2. To access the SSH server, you need a SSH client. I highly recommend PuTTY (it's also free and can be downloaded from here. Choose the A Windows installer for everything except PuTTYtel, currently 0.64 version). Once you install it, you can access your own SSH server that you just set up using PuTTY. You will need to know your own IP (just google "what is my ip"), and the SSH port (22). You will be using the same username and password of your PC (if you don't know which username are usable, click on the Users tab in MobaSSH, and you can see the users).
3. Once you login your own SSH server. You can transfer data from/to WRDS by using rsync on your own SSH. Here are a few examples.

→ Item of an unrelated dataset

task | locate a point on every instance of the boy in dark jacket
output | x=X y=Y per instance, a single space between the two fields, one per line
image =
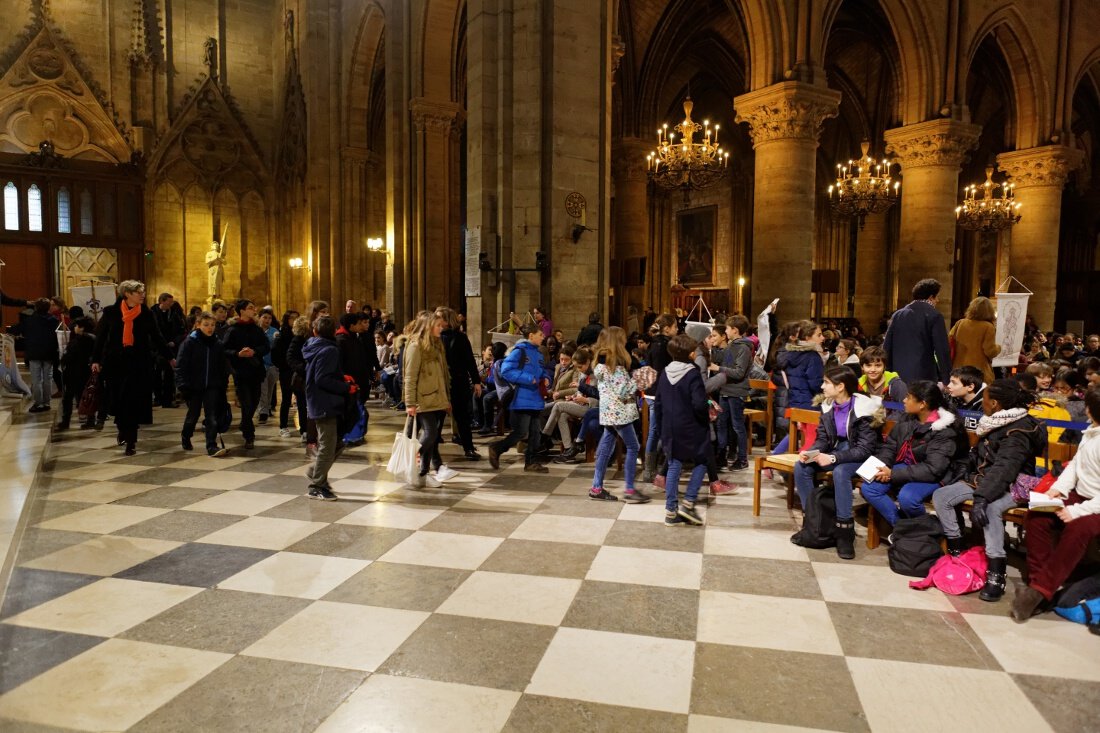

a. you want to transfer a dataset called stopptg.sas7bdat from WRDS's directory /wrds/ibes/sasdata/ to your own PC's D:\SSH:
rsync -zP [email protected]:/wrds/ibes/sasdata/stopptg.sas7bdat cygdrive/d/SSH
Note: The -z option is to compress during transfer. The -P option is to show program during transfer. Replace username with your own username on WRDS, you will be prompted to input your password on WRDS before transfer. The cygdrive is MobaSSH's link to your own PC. The cygdrive/d is linked to your D drive. As a comparison, when I transfer the file with (without) the compress option, it takes 33 seconds (2 minutes and 40 seconds) to transfer the file.
b. you want to transfer a dataset called stopptg.sas7bdat from your own PC's D:\SSH directory to WRDS's /home/school/username/ directory:
rsync -zP crydrive/d/SSH/stopptg.sas7bdat [email protected]:/home/schoo/username/
c. you want to transfer all files and sub-directories from WRDS's /home/school/username directory to your own PC's D:\SSH.
rsync -zrP [email protected]:/home/school/username /cygdrive/d/SSH
Note: The -r option copies all files and recurse into sub-directories.